When the great generation was born, Congress spent only three
percent of the GDP. Today, as the great generation dies off, Congress spends
over a quarter of the GDP. There is no constitutional authority for at least
three-quarters of that spending.
Let's look at the recent election campaign. Whether it was a
Democratic or Republican candidate, for the most part, they won votes by
promising to spend the money of their constituents "on the objects of
benevolence." They promised to violate the rights of some Americans for the
benefit of other Americans. They promised to take money from younger
Americans to buy prescription drugs for elderly Americans, take money from
non-farmers to give to farmers and take money from wealthier people to give
to poorer people. In a word or two, politicians campaigned on an unstated
promise to ignore any oath of office to protect and defend the United States
Constitution and instead go to work on undermining it.
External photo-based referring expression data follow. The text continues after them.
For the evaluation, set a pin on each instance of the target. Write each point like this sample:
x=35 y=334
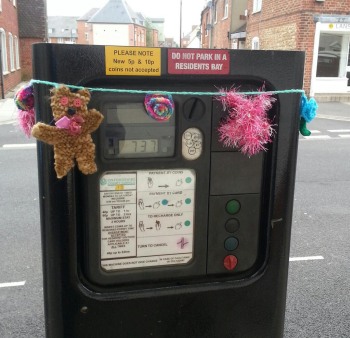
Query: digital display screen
x=138 y=146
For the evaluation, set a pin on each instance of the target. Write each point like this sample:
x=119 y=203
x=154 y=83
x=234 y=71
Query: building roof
x=62 y=26
x=87 y=16
x=118 y=12
x=32 y=18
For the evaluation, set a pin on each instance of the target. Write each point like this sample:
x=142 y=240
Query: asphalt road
x=318 y=304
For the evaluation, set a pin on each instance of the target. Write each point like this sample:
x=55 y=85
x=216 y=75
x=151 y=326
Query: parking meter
x=175 y=235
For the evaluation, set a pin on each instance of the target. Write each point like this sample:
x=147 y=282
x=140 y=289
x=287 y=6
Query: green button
x=233 y=206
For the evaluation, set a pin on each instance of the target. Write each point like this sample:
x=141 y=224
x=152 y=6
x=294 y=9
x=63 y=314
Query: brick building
x=32 y=29
x=116 y=23
x=62 y=29
x=9 y=44
x=223 y=24
x=321 y=28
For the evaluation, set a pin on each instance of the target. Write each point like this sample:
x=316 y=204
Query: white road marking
x=331 y=117
x=8 y=285
x=339 y=130
x=19 y=146
x=307 y=258
x=317 y=137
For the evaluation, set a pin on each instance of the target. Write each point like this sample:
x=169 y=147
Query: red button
x=230 y=262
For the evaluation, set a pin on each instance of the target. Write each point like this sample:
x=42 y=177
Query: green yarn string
x=133 y=91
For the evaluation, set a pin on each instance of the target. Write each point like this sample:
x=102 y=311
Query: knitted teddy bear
x=71 y=134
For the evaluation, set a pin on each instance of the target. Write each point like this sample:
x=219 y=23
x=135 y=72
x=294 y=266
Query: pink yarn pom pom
x=247 y=126
x=26 y=120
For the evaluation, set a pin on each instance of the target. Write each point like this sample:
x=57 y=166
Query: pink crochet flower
x=247 y=126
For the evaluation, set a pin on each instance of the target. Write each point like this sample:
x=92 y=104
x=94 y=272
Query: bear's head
x=66 y=104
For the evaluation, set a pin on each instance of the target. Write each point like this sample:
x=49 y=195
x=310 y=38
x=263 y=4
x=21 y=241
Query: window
x=215 y=10
x=12 y=54
x=225 y=9
x=255 y=43
x=207 y=25
x=17 y=53
x=329 y=55
x=3 y=51
x=257 y=6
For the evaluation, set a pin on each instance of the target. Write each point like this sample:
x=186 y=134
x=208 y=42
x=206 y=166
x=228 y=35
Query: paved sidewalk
x=8 y=109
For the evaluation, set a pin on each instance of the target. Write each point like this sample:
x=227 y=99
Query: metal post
x=180 y=23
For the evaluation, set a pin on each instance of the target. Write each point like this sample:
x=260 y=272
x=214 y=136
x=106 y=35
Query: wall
x=290 y=26
x=84 y=28
x=109 y=34
x=9 y=23
x=26 y=57
x=221 y=28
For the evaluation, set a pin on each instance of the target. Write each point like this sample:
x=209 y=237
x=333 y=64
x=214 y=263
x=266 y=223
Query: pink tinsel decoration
x=26 y=120
x=247 y=126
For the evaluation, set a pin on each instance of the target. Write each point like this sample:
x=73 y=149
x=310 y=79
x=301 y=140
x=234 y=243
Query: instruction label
x=147 y=218
x=198 y=61
x=132 y=61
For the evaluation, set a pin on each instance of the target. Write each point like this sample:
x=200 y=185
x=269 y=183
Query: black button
x=232 y=225
x=231 y=243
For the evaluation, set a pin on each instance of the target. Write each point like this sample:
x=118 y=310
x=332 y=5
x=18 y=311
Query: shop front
x=331 y=57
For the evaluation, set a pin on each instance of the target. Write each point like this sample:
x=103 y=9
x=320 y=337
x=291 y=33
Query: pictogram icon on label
x=192 y=144
x=147 y=218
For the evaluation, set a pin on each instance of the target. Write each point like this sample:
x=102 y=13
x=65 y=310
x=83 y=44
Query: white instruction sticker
x=147 y=218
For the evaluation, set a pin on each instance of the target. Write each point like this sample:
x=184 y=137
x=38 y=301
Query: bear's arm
x=48 y=134
x=93 y=120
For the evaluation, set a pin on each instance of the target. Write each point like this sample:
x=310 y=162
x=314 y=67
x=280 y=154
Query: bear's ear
x=60 y=91
x=84 y=93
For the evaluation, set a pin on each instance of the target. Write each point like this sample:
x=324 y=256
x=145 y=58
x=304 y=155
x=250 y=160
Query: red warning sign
x=198 y=61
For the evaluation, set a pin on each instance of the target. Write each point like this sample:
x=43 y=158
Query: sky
x=167 y=9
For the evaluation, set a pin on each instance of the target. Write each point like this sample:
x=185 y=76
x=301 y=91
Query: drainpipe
x=1 y=77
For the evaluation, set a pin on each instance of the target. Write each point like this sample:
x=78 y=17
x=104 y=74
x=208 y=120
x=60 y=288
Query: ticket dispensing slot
x=174 y=203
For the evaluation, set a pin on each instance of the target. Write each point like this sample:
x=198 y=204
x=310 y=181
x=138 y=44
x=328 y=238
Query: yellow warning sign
x=136 y=61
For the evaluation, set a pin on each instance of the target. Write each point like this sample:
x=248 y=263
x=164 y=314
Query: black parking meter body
x=159 y=243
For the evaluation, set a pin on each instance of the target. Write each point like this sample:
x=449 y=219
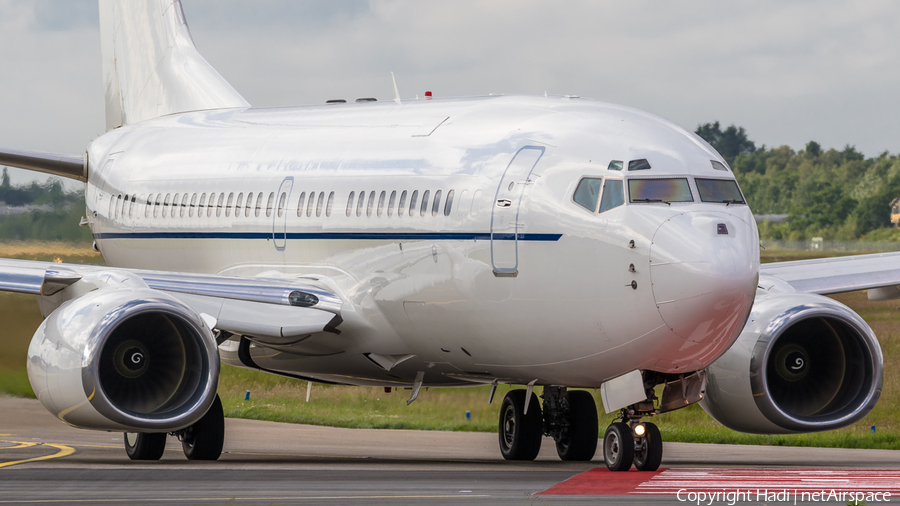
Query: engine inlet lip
x=759 y=361
x=199 y=402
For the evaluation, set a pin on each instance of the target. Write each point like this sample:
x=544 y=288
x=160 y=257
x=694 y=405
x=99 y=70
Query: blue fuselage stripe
x=376 y=236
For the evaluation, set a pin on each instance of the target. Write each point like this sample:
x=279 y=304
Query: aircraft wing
x=839 y=274
x=262 y=307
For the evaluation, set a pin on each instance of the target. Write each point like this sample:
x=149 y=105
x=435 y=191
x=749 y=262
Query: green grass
x=283 y=399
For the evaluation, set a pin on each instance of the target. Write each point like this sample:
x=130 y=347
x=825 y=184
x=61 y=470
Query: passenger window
x=310 y=203
x=638 y=165
x=371 y=204
x=461 y=207
x=437 y=203
x=613 y=196
x=350 y=203
x=391 y=203
x=329 y=205
x=424 y=207
x=359 y=203
x=476 y=202
x=588 y=193
x=319 y=204
x=381 y=198
x=281 y=202
x=449 y=204
x=300 y=203
x=412 y=203
x=237 y=205
x=402 y=205
x=269 y=204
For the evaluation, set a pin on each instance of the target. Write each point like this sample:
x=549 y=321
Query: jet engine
x=125 y=359
x=803 y=363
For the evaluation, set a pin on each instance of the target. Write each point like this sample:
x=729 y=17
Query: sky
x=788 y=72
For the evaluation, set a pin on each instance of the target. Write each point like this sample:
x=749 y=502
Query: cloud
x=788 y=72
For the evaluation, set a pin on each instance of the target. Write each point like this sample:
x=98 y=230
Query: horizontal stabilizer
x=71 y=166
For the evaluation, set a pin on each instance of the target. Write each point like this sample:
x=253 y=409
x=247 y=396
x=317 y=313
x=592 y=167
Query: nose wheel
x=639 y=444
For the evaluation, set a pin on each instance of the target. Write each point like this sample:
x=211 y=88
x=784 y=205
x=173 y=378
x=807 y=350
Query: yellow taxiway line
x=63 y=452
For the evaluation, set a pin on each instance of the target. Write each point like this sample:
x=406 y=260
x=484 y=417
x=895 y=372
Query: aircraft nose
x=704 y=268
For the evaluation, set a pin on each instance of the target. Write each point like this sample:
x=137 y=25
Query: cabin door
x=505 y=215
x=279 y=224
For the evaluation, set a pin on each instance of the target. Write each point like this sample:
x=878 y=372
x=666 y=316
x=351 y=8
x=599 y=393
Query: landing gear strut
x=570 y=418
x=632 y=441
x=204 y=439
x=201 y=441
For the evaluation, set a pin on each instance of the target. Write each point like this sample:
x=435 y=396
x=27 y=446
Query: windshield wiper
x=652 y=200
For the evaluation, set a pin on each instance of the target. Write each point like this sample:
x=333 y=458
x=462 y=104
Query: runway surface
x=43 y=461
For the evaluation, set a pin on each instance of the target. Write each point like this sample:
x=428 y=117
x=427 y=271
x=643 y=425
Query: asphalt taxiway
x=43 y=461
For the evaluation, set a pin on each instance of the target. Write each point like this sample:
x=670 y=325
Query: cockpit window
x=641 y=164
x=612 y=195
x=724 y=191
x=588 y=193
x=659 y=190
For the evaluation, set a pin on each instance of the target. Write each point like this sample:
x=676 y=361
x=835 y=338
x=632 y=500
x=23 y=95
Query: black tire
x=618 y=447
x=580 y=440
x=204 y=439
x=141 y=446
x=649 y=457
x=520 y=434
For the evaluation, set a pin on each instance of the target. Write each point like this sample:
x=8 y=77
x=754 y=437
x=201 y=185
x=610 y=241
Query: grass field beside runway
x=283 y=399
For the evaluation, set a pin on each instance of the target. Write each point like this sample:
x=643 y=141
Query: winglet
x=396 y=91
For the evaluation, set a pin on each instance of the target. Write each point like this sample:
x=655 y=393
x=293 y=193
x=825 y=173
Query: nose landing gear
x=632 y=442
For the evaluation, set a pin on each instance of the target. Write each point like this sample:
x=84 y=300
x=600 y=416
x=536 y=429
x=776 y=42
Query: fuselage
x=450 y=227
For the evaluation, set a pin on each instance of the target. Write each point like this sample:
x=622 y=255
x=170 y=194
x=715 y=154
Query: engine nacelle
x=124 y=359
x=804 y=363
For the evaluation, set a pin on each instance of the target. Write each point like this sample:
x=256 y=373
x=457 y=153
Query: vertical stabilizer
x=151 y=67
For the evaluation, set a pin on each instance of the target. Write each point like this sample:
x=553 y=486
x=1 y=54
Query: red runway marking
x=601 y=481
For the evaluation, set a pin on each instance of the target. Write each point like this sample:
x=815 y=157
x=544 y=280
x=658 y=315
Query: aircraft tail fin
x=151 y=67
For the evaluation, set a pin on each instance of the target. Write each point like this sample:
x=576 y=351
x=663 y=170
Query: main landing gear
x=201 y=441
x=570 y=418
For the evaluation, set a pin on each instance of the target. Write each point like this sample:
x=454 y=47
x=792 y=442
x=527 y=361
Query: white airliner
x=530 y=240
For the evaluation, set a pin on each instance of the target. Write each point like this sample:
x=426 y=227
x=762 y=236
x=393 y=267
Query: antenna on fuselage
x=396 y=91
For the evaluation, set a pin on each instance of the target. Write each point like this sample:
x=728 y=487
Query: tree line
x=56 y=219
x=833 y=194
x=840 y=195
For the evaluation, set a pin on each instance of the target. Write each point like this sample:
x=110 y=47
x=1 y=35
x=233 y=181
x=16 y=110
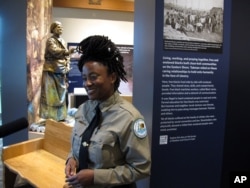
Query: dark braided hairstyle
x=103 y=50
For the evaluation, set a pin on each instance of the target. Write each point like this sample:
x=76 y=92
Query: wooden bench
x=40 y=161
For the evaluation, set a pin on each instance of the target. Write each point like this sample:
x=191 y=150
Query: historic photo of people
x=200 y=21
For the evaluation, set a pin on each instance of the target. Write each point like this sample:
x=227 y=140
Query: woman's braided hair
x=103 y=50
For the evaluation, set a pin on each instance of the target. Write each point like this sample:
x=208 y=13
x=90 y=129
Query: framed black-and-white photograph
x=193 y=25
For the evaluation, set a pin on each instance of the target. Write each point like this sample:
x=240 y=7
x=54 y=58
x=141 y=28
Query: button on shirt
x=116 y=154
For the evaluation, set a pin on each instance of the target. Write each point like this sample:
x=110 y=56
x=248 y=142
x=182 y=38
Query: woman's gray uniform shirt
x=119 y=151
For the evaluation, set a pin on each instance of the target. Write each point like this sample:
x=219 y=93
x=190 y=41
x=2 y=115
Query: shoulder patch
x=140 y=129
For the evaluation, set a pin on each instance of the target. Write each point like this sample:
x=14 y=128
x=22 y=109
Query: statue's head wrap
x=54 y=25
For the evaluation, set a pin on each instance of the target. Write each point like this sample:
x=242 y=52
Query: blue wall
x=13 y=65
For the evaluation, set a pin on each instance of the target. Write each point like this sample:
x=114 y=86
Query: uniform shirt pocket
x=104 y=150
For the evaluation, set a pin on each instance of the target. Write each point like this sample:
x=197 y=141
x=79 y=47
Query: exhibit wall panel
x=13 y=65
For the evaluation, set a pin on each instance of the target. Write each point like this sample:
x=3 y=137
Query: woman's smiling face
x=97 y=82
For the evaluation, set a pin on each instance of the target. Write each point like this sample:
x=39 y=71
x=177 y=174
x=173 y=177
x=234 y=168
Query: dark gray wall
x=143 y=70
x=237 y=133
x=13 y=65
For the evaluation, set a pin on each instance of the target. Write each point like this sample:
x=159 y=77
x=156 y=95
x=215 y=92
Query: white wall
x=81 y=23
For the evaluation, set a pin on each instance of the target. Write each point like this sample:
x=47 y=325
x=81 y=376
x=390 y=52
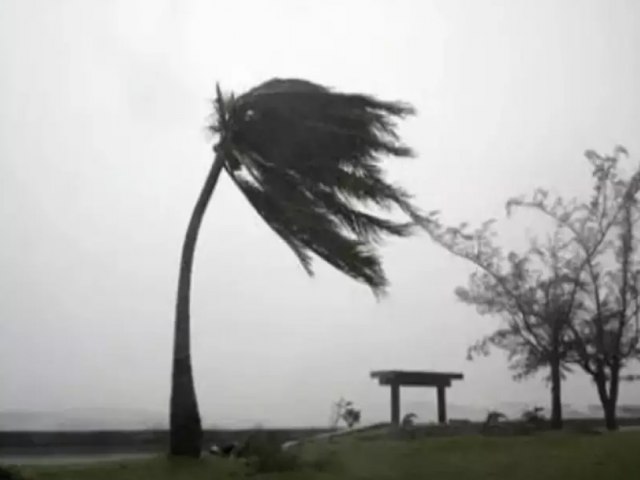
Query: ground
x=543 y=456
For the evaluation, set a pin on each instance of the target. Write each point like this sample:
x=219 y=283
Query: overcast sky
x=103 y=149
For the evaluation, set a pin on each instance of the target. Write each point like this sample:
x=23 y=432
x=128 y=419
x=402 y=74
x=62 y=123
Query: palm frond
x=308 y=160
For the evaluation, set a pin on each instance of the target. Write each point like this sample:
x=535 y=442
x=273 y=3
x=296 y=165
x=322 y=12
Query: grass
x=543 y=456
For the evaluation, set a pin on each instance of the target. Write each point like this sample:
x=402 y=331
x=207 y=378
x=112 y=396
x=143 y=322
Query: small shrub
x=264 y=454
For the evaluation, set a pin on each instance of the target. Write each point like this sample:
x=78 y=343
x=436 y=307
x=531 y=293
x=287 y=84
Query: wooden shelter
x=402 y=378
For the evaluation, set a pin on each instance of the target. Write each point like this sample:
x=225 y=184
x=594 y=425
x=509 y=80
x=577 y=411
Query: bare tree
x=603 y=231
x=534 y=295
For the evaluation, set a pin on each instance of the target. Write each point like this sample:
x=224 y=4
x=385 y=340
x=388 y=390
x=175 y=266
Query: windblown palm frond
x=308 y=161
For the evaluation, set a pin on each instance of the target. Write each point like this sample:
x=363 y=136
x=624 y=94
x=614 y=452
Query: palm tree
x=305 y=158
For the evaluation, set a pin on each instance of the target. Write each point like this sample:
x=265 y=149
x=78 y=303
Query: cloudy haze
x=103 y=149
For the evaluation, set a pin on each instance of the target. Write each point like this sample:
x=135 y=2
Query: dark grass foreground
x=545 y=456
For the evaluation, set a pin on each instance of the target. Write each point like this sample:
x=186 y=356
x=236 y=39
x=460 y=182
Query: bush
x=264 y=454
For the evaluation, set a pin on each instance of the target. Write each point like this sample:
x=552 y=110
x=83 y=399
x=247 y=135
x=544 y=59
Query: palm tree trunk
x=186 y=428
x=556 y=394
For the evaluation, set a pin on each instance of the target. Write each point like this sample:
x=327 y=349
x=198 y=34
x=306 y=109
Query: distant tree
x=306 y=158
x=532 y=293
x=534 y=416
x=343 y=410
x=603 y=235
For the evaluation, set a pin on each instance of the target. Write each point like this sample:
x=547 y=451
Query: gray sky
x=103 y=150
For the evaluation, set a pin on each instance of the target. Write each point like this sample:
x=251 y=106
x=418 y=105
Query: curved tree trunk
x=186 y=429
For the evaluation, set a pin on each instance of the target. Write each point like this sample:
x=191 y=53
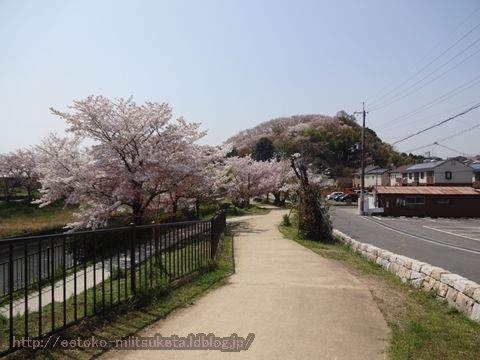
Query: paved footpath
x=298 y=304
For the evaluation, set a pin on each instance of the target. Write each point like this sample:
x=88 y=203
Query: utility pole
x=362 y=187
x=362 y=194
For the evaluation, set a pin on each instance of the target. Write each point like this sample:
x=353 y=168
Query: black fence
x=50 y=282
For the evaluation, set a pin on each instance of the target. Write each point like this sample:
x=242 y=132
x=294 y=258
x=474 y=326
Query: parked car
x=352 y=197
x=358 y=192
x=337 y=197
x=332 y=195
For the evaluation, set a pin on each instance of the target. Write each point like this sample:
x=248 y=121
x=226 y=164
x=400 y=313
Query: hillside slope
x=330 y=144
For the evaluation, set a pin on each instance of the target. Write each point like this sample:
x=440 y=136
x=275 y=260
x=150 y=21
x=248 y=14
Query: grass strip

Don't get me wrong. I don't blame only politicians. For the most
part, they're only the instruments of a people who have growing contempt for
our Constitution. You say, "Hold it, Williams. Now you've gone too far!"
Check it out. How many votes do you think a James Madison-type senatorial
candidate would get if his campaign theme was something like this: "Elect me
to office. I will protect and defend the U.S. Constitution. Because there's
no constitutional authority for Congress spending on the objects of
benevolence, don't expect for me to vote for prescription drugs for the
elderly, handouts to farmers and food stamps for the poor. Instead, I'll
fight these and other unconstitutional congressional expenditures"? I'll
tell you how many votes he'll get: It will be Williams' vote, and that's it.
The "great" generation has transformed the electoral process
from voting for those most likely to protect our God-given rights to liberty
and property, to voting for those most likely to violate those rights for
the benefit of others. There's no question that the "great" generation
spared the world from external tyranny, but it has outdone any other
generation in destroying both the letter and the spirit of our Constitution,
and as such produced a form of tyranny for which there's little defense.